Torsten Landschoff, 22.04.2013 13:07:
On 04/22/2013 07:31 AM, Stefan Behnel wrote:
But this did not give me the crucial hint: Currently, any references to Python objects *may* be invalid at the time dealloc is called. This is because Cython generates a tp_clear function for each extension type that calls Py_CLEAR for each object reference. Correct, together with your complete analysis (thanks for writing it up). For objects participating in a reference cycle, the cyclic garbage
collector will try to break the cycle at an arbitrary object, which may or may not be yours. Thus the unpredictable segfaults.

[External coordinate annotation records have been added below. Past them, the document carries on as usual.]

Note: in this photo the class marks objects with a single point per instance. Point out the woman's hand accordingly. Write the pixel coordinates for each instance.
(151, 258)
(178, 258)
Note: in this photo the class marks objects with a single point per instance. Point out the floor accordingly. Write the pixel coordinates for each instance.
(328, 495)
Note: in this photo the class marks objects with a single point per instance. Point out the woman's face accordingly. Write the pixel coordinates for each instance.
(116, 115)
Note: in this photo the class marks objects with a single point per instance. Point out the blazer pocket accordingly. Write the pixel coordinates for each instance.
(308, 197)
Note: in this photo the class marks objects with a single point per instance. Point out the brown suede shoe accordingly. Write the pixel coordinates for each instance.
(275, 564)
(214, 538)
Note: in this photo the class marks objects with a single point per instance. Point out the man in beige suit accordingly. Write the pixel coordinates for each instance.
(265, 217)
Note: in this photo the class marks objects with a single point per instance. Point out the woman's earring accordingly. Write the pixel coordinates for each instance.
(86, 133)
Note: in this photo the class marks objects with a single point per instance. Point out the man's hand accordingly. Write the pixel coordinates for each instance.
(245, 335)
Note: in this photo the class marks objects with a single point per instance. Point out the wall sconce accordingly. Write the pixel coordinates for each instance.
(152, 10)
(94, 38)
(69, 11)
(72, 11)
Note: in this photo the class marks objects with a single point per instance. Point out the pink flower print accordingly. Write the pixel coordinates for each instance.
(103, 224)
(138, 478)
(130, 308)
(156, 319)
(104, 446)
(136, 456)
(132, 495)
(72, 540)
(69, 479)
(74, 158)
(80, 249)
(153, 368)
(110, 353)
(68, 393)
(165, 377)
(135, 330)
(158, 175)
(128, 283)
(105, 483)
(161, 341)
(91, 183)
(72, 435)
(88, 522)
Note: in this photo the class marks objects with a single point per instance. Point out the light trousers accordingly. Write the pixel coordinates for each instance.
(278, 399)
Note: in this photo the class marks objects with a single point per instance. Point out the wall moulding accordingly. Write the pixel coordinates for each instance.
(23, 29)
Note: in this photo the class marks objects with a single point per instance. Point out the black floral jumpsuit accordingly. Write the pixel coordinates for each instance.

Perhaps I am misreading the CPython source code but it appears to me that each and every object in the reference cycle will get its tp_clear called.
http://hg.python.org/cpython/file/9c0a677dbbc0/Modules/gcmodule.c#l782
Ah, okay, I get it. The loop will terminate when it reaches an object that actually breaks the cycle in tp_clear: The decref will cascade over all objects in the cycle.
In any case, there are no guarantees about which objects within a reference cycle will be cleared or not.
I also agree that setting fields to None is probably worse for the innocent user than just setting them to NULL. IIRC, we chose to set everything to None because that's something users can handle in their code. You can test an attribute for None in your __dealloc__ code, but you can't test it for NULL.
Hmm, okay, that's a good point that I have missed. Wouldn't it be possible to allow the special check "foo is NULL" for any Python object? Of course Cython usually shields the developer from the possibility that foo actually becomes NULL so why bother. :-)
Exactly - an extremely special case. It's an inherent property of the Cython language that user visible references are never NULL. (minus evil C code, obviously.)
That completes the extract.